Gepubliceerd op 19-09-2017

Leger in Rome

betekenis & definitie

Leger in Rome - Het burgerlijk leger De militaire geest in het oude Rome van de koningen en de eerste eeuwen van de Republiek verschilde grondig van die van de Grieken. In Griekenland, ook in Athene, waren het burgers die in hoogste nood naar de wapens grepen of huurlingen die vochten voor het geld of uit avonturiersgeest en die weleens de belangen van hun opdrachtgevers vergaten. In Rome waren de begrippen ‘burger’ en ‘soldaat’ niet te scheiden. De soldaat was de gewapende burger die zijn grondbezit verdedigde of voor de uitbreiding daarvan opkwam. Samenstelling en aantal werden wel aan de zich wijzigende omstandigheden aangepast.

In de Koningstijd zou het leger van Rome bestaan hebben uit 3000 man voetvolk, duizend uit elk van de drie oude tribus (1000 Titienses, 1000 Ramnenses, 1000 Luceres) onder het commando van drie tribuni militum, stamgenoten van de betreffende burgers-soldaten. Hieraan was een korps van 300 ruiters toegevoegd, nl. de celeres, aangevoerd door drie tribuni celerum.
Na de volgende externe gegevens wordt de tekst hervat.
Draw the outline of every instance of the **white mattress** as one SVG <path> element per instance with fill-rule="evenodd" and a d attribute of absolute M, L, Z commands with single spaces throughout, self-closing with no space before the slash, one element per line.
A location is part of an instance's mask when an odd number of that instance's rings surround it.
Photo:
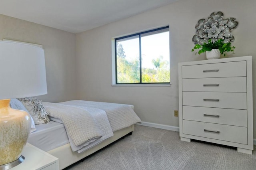
<path fill-rule="evenodd" d="M 134 110 L 132 105 L 127 105 Z M 36 130 L 30 134 L 28 142 L 47 152 L 69 143 L 64 125 L 54 121 L 36 125 Z"/>
<path fill-rule="evenodd" d="M 69 143 L 63 124 L 51 121 L 36 125 L 36 130 L 30 134 L 28 142 L 46 152 Z"/>

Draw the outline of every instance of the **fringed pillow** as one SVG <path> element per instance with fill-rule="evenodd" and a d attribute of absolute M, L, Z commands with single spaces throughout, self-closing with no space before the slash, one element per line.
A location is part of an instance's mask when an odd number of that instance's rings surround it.
<path fill-rule="evenodd" d="M 23 104 L 16 99 L 11 99 L 11 101 L 10 102 L 10 106 L 12 109 L 21 110 L 22 111 L 24 111 L 25 112 L 29 113 L 27 109 L 25 107 L 25 106 L 24 106 Z M 29 115 L 30 116 L 30 119 L 31 119 L 31 128 L 30 128 L 30 133 L 32 133 L 33 132 L 36 130 L 36 128 L 35 123 L 32 117 L 31 116 L 31 115 L 30 114 Z"/>
<path fill-rule="evenodd" d="M 48 113 L 44 107 L 42 101 L 37 99 L 28 97 L 18 99 L 22 103 L 32 116 L 35 124 L 42 124 L 50 122 L 47 116 Z"/>

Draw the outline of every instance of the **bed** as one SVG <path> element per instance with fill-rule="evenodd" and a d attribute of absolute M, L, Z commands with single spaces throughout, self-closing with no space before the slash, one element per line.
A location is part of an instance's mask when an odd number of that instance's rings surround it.
<path fill-rule="evenodd" d="M 50 121 L 47 123 L 36 125 L 36 130 L 30 134 L 28 142 L 58 158 L 60 169 L 68 166 L 128 134 L 131 134 L 134 130 L 134 124 L 141 121 L 133 111 L 133 106 L 131 105 L 81 100 L 58 103 L 45 102 L 43 104 L 48 113 Z M 58 109 L 60 107 L 62 109 L 56 110 L 54 107 Z M 99 137 L 96 136 L 95 140 L 87 140 L 86 142 L 78 145 L 79 147 L 74 146 L 74 141 L 75 142 L 76 140 L 74 140 L 74 138 L 70 138 L 72 134 L 70 134 L 70 130 L 69 131 L 65 124 L 65 120 L 62 119 L 58 120 L 59 118 L 56 117 L 56 112 L 62 115 L 63 114 L 61 111 L 62 110 L 68 112 L 69 109 L 67 108 L 70 108 L 75 112 L 79 112 L 81 111 L 79 109 L 81 109 L 90 115 L 96 115 L 93 116 L 93 118 L 98 123 L 100 131 L 103 132 L 101 134 L 102 135 Z M 120 109 L 121 108 L 122 109 Z M 128 110 L 130 113 L 126 113 Z M 74 112 L 71 112 L 71 114 L 68 115 L 69 119 L 70 119 L 70 115 L 73 115 Z M 109 127 L 107 123 L 102 123 L 106 122 L 106 120 L 102 119 L 104 117 L 99 117 L 100 115 L 104 115 L 104 113 L 106 113 L 111 130 L 105 130 L 109 128 Z M 34 119 L 34 117 L 33 118 Z M 88 119 L 86 117 L 86 121 Z M 117 119 L 120 119 L 122 120 L 120 122 L 118 122 L 119 121 L 117 121 Z M 82 118 L 79 119 L 82 120 Z M 90 119 L 88 120 L 89 121 Z M 90 123 L 86 124 L 90 125 Z M 100 124 L 101 126 L 99 125 Z M 86 130 L 83 131 L 83 133 L 87 133 Z M 104 130 L 106 132 L 104 132 Z M 81 135 L 81 134 L 79 134 Z"/>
Dit leger is volgens de Romeinse annalisten uitgebreid en hervormd door Servius Tullius. De samenstelling van het leger beantwoordde aan de indeling van de vermogensklassen. Elk van deze klassen was samengesteld uit een aantal centuriae, waarschijnlijk een groep burgers die in voorkomend geval honderd soldaten moesten leveren, althans voor de jongeren, de juniores. Immers, elke klasse omvatte een aantal centuriën van juniores (burgers tot hun 45e jaar) en van seniores (burgers van 45 tot 60 jaar).

De eerste klasse, die van de rijkste burgers, bestond uit 18 centuriën equites, ruiters of ridders, alle juniores, en 80 centuriën, die de zwaargewapenden, de pedites, infanteristen, leverden, nl. 40 centuriën van juniores en 40 centuriën van seniores.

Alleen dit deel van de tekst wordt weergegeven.